湖東・湖北 ふることふみ 75
明智光秀に仕えた彦根藩士(中編)
徳川家康の祖父・松平清康は名将だったと伝わっている。混乱が絶えなかった西三河を統一し、今川氏輝(義元の兄)や織田信秀(信長の父)と対等に渡り合える人物だった。しかし二十五歳の若さで家臣の阿部正豊に暗殺される(守山崩れ)。余談ではあるが、清康を刺した刀は村正の一派である千子正重であり、この後も家康の周辺に関わる悲劇には村正が関わるため、妖刀村正の伝説が面白おかしく語られる。

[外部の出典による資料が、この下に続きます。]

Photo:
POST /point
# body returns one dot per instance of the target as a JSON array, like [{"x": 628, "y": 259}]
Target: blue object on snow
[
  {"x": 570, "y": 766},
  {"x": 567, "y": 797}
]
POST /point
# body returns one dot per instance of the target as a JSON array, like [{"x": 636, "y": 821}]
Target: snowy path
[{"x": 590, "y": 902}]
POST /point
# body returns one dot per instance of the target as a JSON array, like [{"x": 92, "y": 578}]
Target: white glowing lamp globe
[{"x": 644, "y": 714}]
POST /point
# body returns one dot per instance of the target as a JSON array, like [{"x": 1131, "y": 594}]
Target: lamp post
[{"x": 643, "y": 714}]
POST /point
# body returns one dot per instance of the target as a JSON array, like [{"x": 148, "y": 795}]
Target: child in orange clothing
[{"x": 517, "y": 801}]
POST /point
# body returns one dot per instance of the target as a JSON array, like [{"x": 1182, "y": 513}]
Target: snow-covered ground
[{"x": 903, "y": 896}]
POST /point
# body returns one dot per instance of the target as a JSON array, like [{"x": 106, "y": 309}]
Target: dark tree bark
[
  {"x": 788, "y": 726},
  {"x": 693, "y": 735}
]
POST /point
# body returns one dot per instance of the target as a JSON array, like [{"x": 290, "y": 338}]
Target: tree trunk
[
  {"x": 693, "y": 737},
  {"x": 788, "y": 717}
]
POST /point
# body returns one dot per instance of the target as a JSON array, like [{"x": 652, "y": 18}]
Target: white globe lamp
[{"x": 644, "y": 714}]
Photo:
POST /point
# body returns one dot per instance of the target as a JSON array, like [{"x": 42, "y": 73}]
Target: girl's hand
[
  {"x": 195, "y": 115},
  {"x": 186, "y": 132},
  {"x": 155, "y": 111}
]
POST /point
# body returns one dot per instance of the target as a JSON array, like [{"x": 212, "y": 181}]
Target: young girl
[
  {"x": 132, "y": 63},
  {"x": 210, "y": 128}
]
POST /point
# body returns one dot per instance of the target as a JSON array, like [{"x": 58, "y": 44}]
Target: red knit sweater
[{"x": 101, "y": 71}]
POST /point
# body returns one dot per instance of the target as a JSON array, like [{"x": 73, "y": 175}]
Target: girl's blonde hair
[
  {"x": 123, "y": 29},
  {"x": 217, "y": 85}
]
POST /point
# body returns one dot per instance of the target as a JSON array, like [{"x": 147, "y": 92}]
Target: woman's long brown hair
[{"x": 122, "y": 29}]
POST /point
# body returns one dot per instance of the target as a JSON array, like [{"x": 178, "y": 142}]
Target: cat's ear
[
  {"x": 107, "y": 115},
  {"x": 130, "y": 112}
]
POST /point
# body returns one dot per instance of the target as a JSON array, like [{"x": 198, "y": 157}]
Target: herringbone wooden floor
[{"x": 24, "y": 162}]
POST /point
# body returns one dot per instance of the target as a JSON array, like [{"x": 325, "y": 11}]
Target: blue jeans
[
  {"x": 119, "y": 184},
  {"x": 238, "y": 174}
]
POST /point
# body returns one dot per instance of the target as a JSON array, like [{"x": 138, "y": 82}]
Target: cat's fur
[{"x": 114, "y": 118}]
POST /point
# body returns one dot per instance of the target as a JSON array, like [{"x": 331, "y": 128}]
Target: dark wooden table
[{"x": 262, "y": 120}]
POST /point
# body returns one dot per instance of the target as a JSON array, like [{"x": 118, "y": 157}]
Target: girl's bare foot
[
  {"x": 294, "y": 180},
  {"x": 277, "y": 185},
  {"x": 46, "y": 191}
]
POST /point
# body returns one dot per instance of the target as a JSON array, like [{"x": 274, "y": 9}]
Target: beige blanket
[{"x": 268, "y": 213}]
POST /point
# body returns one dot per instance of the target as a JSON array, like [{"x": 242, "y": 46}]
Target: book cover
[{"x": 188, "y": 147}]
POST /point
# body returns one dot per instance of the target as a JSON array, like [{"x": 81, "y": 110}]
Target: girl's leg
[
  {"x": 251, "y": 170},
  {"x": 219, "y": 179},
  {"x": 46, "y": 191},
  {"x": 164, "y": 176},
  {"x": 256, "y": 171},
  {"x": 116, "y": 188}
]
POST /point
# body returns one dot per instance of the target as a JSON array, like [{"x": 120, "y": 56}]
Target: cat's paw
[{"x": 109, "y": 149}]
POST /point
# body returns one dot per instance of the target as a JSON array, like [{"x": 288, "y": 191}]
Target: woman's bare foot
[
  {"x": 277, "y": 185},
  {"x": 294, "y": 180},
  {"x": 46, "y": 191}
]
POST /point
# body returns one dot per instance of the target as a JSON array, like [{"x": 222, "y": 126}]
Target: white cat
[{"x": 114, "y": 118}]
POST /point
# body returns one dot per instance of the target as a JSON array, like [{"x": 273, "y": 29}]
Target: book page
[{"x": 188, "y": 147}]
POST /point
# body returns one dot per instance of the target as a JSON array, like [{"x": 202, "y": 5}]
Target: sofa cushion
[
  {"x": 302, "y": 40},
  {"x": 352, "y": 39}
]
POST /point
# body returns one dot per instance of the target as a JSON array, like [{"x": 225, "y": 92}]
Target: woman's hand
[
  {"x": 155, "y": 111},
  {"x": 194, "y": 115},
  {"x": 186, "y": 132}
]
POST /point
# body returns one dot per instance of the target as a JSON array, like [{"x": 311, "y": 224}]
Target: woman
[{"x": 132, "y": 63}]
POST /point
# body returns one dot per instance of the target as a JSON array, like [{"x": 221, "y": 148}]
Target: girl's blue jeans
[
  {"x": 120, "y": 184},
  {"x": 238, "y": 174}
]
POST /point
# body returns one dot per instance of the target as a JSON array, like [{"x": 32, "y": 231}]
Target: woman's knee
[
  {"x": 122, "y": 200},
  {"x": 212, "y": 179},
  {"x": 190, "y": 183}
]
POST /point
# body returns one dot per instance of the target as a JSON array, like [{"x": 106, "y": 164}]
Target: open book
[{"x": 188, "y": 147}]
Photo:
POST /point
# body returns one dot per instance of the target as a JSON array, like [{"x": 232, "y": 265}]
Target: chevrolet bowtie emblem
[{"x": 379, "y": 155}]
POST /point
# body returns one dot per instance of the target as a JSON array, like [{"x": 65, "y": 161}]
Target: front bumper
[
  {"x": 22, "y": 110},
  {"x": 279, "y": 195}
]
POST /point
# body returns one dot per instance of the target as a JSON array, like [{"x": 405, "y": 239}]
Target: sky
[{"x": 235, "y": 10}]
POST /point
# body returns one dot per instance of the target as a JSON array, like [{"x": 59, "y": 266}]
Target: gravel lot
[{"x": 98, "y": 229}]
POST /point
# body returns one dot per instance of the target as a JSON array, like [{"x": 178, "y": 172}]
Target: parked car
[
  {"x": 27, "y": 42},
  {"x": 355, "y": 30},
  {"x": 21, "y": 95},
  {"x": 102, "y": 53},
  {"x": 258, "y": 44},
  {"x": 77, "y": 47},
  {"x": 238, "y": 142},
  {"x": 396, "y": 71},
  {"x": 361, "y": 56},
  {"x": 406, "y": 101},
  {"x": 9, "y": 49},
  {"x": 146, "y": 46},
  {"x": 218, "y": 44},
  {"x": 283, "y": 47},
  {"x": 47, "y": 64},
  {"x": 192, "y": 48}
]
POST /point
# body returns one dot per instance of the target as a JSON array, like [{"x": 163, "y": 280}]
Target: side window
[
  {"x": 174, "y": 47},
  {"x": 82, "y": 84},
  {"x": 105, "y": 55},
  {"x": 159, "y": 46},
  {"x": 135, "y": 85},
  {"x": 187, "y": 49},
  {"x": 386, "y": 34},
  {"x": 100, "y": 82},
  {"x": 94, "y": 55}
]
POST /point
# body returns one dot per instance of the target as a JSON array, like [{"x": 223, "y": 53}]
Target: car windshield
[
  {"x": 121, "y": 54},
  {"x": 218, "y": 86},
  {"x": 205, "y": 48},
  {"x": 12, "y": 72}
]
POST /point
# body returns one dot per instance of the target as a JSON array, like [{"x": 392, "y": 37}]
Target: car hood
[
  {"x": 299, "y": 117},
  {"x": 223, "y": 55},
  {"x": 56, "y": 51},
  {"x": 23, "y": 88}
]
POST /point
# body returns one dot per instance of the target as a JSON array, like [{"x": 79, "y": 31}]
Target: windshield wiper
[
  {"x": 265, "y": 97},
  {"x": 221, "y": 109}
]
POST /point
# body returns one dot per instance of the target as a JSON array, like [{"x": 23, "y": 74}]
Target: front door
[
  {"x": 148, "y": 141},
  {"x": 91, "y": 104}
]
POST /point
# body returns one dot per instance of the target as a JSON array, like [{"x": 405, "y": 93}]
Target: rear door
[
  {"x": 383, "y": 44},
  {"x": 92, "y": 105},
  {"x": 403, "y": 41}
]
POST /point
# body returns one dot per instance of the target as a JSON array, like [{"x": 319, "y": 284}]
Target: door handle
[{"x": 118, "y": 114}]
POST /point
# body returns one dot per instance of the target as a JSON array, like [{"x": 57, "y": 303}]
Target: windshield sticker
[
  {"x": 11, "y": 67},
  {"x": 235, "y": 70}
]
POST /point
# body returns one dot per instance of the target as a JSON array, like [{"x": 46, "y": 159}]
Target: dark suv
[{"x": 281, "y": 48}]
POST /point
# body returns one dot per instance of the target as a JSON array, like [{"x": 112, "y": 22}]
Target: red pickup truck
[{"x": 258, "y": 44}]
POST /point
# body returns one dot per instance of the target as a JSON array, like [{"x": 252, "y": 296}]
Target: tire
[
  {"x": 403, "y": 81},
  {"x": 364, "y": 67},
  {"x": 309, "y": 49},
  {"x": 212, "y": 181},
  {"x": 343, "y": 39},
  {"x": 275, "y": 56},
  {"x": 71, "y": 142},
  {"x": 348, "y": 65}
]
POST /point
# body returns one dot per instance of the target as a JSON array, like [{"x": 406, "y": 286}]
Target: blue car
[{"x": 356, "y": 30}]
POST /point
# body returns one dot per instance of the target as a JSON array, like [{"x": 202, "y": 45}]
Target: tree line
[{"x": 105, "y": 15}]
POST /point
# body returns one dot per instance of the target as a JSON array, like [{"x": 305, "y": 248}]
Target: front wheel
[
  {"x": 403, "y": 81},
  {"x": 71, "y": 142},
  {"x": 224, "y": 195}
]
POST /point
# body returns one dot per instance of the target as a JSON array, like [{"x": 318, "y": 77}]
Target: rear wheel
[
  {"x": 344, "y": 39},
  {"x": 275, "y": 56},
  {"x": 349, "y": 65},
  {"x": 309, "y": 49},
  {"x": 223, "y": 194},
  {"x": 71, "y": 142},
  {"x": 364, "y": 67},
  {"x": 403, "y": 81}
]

楠木正成の子孫が打つ千子正重が同じ南朝方の武将である新田義貞の子孫を称する徳川氏に祟るのは物語としても矛盾が生じると考えている。
さて清康の子・仙千代はまだ十歳であり清康の叔父・松平信定に保護される。しかし織田信秀と好を通じて清康に反発していた信定を信用していなかった仙千代の傅役である阿部定吉(正豊の父)は、仙千代を連れて信定の元から脱出し、清康の妹婿吉良持広を頼った。吉良氏は伊勢国神戸(鈴鹿市)にも所領を持っていたため、仙千代と定吉ら主従を神戸の龍光寺に匿ったのだった。
龍光寺は、近くの神戸城を居城としている神戸氏が、この時期より一世紀ほど前に称光天皇からの勅命で建立した格式高い寺院で、ここに匿われるということは、ある程度の安全だけではなくその人物の身許も保証されたのではないかと考えられる。そうならば神戸氏にとって仙千代は客分として遇する対象であったのではないだろうか。
仙千代と神戸氏についてどのような交流があったのかを詳しく知ることはできないが、この時期に神戸氏に仕えていた木俣守時が仙千代に仕えるようになる。楠城主川俣氏の一族でありながら神戸氏に仕え、その上で身許が保証されているとはいえ国を追われた子どもを主とする決意をした守時の行動には疑問を感じざるを得ない。ただ仙千代を不憫に思っていた吉良持広は、吉良氏の同族である今川氏輝に声をかけて仙千代の後ろ盾とし、松平信定との戦いの準備を始めていた。仙千代は伊勢を出る前に元服し松平広忠と名乗る。大大名今川氏の支援を得て国入りする広忠に従って行けば、三河で木俣氏の家名を残せる可能性が低くないと守時が考えたのかもしれない。また守時がそう思えるほどに広忠の人柄に特筆すべきものがあった可能性はある、低く評価しても広忠は息子徳川家康よりも律儀者であったことは確実なのだ。
さて、広忠は十一歳で元服し守時らを伴い伊勢国を出て駿河国に向かったが道中で氏輝の急死の報を聞く、やがて花倉の乱を経て今川義元が当主となると義元の庇護を受けて三河へと帰国した。以降、広忠はどんな無理難題を課せられようとも義元を裏切らず忠誠をつくし続ける。そして守時も広忠と共に岡崎城に入り城下に居を構え、広忠が暗殺され幼い家康を他の三河武士と共に支える。永録七年(一五六四)三河統一直前の家康に守時の子・守勝が九歳で出仕したのだ。